Following a lengthy battle between my husband, the epitome of a baseball fan/former little leaguer, and I, the lifelong soccer player who's dying to be a soccer mom, Nick joined his first organized sports league last month.

$35 Soccer cleats
$18 shin guards
$20 soccer goal
$15 soccer ball

Finding out that the soccer team I was going to sign up my kid to is now full paving the way for my husband to get his way to sign up the kid to baseball instead- PRICELESS... :/

I shouldn't really complain, though; Nick loves playing baseball so the proverbial silver lining prevails. Apart from liking the sport, he's lost his fear of getting hit by the ball; learned to catch pop flies with his glove; and, can hit the ball when pitched to. Not bad for a first timer but he's no A-Rod (yet).

As adults, we take for granted that which has come to be ease after years of practice so my husband and I do get somewhat frustrated when we see him miss easy catches/plays/outs but my father-in-law, Nick's 3rd biggest fan (actual tallest fan), put Nick's new skills back into perspective for me at Nick's game last Saturday when he reminded me of the accomplishment by telling my husband and I (that) 'one of the hardest things to do in life is to hit a little ball with a stick when it's coming right at you'. I guess we shouldn't be so demanding because, again, it's only his first time playing organized sports.

I use the term organized loosely because the organization is somewhat lacking. The coaches miss practices 1/4 of the time. Of the times they show, they lack consistency and structured instruction. They let the kids practice hitting from tees only to be coach pitched at games. During the games, they swap the kids all over the field trying to find 'their' positions but do not practice the same placements.

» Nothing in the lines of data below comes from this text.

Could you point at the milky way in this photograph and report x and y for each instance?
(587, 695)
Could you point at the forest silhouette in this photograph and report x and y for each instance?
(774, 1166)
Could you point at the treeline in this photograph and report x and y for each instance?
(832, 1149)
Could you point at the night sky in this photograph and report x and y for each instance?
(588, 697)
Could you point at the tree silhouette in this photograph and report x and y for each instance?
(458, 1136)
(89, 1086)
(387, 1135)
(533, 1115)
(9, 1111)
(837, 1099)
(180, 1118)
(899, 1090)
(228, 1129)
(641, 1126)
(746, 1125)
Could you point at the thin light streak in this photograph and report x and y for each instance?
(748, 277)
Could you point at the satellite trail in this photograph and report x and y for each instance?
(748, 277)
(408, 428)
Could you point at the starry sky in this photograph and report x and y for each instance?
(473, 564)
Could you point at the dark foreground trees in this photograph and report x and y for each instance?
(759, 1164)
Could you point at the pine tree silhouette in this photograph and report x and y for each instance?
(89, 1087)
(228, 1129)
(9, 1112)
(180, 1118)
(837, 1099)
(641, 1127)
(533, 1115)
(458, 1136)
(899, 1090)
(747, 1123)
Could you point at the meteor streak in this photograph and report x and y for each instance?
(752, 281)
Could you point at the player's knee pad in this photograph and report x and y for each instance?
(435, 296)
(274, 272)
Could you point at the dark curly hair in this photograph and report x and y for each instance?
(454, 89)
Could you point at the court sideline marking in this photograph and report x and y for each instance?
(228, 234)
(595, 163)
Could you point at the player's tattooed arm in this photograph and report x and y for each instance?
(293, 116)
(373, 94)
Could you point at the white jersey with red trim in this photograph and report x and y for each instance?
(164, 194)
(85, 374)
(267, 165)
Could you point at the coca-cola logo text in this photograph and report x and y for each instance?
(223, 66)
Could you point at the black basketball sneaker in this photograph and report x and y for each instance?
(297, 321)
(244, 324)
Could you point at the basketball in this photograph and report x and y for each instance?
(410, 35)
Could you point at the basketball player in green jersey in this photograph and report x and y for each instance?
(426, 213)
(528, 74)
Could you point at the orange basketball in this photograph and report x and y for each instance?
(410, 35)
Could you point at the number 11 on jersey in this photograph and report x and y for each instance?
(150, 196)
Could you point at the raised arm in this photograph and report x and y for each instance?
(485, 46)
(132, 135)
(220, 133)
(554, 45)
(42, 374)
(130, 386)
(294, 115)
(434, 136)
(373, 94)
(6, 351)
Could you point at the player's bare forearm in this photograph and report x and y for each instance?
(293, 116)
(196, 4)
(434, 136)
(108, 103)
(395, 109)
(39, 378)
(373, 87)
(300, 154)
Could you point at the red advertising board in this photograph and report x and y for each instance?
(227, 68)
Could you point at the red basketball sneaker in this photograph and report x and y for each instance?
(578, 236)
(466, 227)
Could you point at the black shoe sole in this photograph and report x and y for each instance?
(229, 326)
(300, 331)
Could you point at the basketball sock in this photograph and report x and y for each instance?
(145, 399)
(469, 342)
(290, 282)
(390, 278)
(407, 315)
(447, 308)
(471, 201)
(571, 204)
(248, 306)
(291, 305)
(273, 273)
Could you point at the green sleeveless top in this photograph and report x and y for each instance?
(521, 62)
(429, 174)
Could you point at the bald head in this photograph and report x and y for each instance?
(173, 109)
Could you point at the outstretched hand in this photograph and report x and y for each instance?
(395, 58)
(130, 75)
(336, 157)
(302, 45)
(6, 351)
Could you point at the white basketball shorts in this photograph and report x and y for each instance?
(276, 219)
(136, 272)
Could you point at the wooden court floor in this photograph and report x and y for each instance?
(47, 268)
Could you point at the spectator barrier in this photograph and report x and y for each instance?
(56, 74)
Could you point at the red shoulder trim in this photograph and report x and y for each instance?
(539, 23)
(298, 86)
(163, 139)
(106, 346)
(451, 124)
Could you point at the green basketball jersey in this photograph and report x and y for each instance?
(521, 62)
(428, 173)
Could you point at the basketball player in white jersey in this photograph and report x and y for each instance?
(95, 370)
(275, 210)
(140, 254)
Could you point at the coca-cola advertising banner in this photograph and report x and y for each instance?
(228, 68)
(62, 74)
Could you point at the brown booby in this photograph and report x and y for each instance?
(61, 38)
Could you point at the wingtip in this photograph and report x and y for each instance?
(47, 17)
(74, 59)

The kids fight each other for balls. Some kids stare off at the sky while others dance on the field, mine included. They've lost all their games- and miserably at that, but are still told by the coaches that 'they won.' The coaches, while not very motivated, are VERY nurturing and encouraging to the kids but what of creating skill? Oh and regarding being encouraging- all but one that is.

One of the coaches is a complete a-hole but he is an a-hole to his son only; and thankfully so because if he ever spoke to Nick the way he does to his son, I would straight up kick his ass! He berates his little boy at every practice and every game. Day in and day out I hear him say 'you weren't fast enough,''you didn't hit right,''that was your ball' and the little boy always shrugs his shoulder. Would it kill him to throw one little 'nice try son' to his kid?

Sometimes I wonder though, if Gus and I are acting similarly with our expectations and suggestions.

I know I shouldn't expect much from a league consisting of 4 to 6 year olds but the $180 price tag for 2 months should buy something more than a uniform and fun, no? At the very least, a little instruction? Fun is important- don't get me wrong, but shouldn't he be learning HOW to play? Correctly? After all, these are lessons that could potentially make or break his future playing.

So herein lays my dilemma: should he stay or should he go?

There is another league, same age group, which his league plays against and they seem to have their stuff together. Their kids know where the plays go; where to run to; when to run; and most importantly, how to play together. Those kids appear to be having fun and the coaches are tough without being cretins.

+ what of separating him from his new friends?

Ay-ya-yay...the trials of parenting...and he's only 6!

1 comment:

  1. I feel for you. I've been ther with my two boys and I changed them. I want them to have fun but at the same time they need to ACTUALLY learn something. He'll make new friends and adjust accordingly. The best thing would be to ask him what he thinks of the idea of changing teams. Let him feel included in the process.


A wise friend once told me that the key to happiness was to 'Say what you mean and mean what you say'.